Vor allem in den vergangenen zwei Jahren ging es sehr schnell. Rückblickend sind Dinge passiert, die ich nicht so toll fand zu diesem Zeitpunkt, die mich aber in die richtige Richtung gebracht haben. Es hat angefangen in Salmrohr. Ich war damals während zweieinhalb Jahren spielender Co-Trainer und habe in rund 60 Spielen fast 70 Tore erzielt. Dann kam ein Trainer, mit dem ich menschlich überhaupt nicht klargekommen bin und ich bin nach Mehring gewechselt. Wäre dieser Trainer damals nicht nach Salmrohr gekommen, würde ich vielleicht heute noch dort kicken. Für mich war nämlich zu diesem Zeitpunkt klar, dass ich noch einige Jahre als Fußballer vor mir hatte. Es kam jedoch anders und deshalb wechselte ich dann auch als Spielertrainer zu RM Hamm Benfica und danach zum F91 Düdelingen. Nach meiner tollen Zeit in Düdelingen ging es weiter nach Virton und da hatte Mäzen Flavio Becca dann auch wieder die tolle Idee, einen Sportdirektor einzustellen, mit dem ich nicht klargekommen bin. Es blieb mir nichts anderes übrig, als zurückzutreten – obwohl die Truppe super war und die Menschen im Verein auch. Ich hätte gerne das Werk vollendet, denn Union Saint-Gilloise zeigt derzeit, was in Belgien möglich ist mit guten Strukturen und Fachkompetenz. Nach der Erfahrung in Virton war ich ein paar Wochen niedergeschlagen. Durch meine Resultate mit Düdelingen und die Ausbildung zum Fußballlehrer ist dann die Zusammenarbeit mit Julian (Nagelsmann) zustande gekommen.
Wie würden Sie das Verhältnis zu Ihrem Chef Julian Nagelsmann beschreiben?
Ich habe das Gefühl, dass ich ein sehr wichtiger Mitarbeiter und wichtiger Ansprechpartner für ihn bin. Er lässt mich spüren, dass er meine Meinung schätzt, und das macht Spaß. Julian (Nagelsmann) ist ein Trainer, bei dem ich überhaupt keine Probleme habe, mich fachlich ihm unterzuordnen. Das würde nicht mit sehr vielen Trainern funktionieren. Ich habe einen hohen Anspruch an mich selbst und bin auch selbstbewusst genug, zu sagen, dass ich den Trainerjob draufhabe. Bei Julian (Nagelsmann) fällt es mir jedoch sehr leicht, meine Rolle als Assistent anzunehmen, weil es einfach menschlich und fachlich super passt.

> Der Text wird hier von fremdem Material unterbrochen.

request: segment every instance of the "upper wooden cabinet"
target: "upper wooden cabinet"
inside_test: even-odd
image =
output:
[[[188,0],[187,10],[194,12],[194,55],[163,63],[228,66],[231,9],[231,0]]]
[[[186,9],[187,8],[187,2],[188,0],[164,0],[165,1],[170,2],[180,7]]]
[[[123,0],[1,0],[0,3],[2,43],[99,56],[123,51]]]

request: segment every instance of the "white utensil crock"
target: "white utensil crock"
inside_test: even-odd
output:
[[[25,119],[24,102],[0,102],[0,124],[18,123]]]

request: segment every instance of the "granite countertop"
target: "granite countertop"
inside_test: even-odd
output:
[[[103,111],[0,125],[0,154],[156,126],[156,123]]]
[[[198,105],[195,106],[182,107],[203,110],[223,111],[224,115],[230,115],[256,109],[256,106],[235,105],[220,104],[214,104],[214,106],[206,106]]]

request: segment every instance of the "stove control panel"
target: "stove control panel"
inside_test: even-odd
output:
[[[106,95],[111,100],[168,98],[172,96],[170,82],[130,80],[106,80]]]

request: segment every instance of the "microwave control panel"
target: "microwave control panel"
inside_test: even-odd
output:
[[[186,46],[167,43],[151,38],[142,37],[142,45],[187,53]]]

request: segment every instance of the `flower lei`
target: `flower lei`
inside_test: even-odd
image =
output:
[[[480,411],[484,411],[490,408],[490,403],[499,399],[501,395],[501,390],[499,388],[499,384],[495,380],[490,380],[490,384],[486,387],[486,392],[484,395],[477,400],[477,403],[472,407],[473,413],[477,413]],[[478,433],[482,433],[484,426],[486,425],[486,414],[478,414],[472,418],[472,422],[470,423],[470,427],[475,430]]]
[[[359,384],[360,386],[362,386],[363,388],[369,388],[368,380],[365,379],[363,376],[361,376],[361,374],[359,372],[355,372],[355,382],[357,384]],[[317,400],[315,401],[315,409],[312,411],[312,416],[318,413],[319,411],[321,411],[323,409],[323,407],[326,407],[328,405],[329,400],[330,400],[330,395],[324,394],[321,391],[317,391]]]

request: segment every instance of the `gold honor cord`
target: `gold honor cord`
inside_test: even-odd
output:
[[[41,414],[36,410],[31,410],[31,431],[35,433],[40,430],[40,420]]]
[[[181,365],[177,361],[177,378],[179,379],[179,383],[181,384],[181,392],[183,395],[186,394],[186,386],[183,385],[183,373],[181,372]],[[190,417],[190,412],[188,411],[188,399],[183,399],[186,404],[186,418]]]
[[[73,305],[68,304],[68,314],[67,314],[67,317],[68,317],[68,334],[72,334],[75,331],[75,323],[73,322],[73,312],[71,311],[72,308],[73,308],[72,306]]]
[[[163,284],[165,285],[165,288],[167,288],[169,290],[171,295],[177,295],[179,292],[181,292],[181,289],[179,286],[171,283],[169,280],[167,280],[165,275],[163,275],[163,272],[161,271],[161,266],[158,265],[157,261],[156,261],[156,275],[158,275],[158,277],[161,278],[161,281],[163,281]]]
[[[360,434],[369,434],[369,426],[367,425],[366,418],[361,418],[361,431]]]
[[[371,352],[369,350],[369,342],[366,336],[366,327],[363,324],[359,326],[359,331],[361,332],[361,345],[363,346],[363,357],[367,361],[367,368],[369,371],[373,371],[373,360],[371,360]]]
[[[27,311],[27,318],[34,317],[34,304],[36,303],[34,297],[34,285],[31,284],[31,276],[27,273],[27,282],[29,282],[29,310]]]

Wie groß ist der Drang, bald wieder Cheftrainer zu sein?
Ich bin bei Bayern München, um den maximalen Erfolg zu haben und Rekorde zu brechen – auch wenn die Maßstäbe hier besonders hoch sind. Aber auch damals in Düdelingen habe ich Flavio Becca gesagt, dass ich in Europa für Furore sorgen will. Damals hat er mich nur ausgelacht und drei Jahre später lief er durch das San Siro und schüttelte Gattuso und Co. die Hände. Klar habe ich Blut geleckt, als ich Julian (Nagelsmann) ersetzt habe und ich kann mir gut vorstellen, dass ich noch einmal Cheftrainer sein werde. Wann das sein wird, kann ich heute aber noch nicht sagen. Anfragen gibt es eigentlich ständig. Vergangenen Winter hat sich zum Beispiel Standard Liège gemeldet. Derzeit fühle ich mich aber sehr wohl und will noch einige Zeit bei den Bayern bleiben.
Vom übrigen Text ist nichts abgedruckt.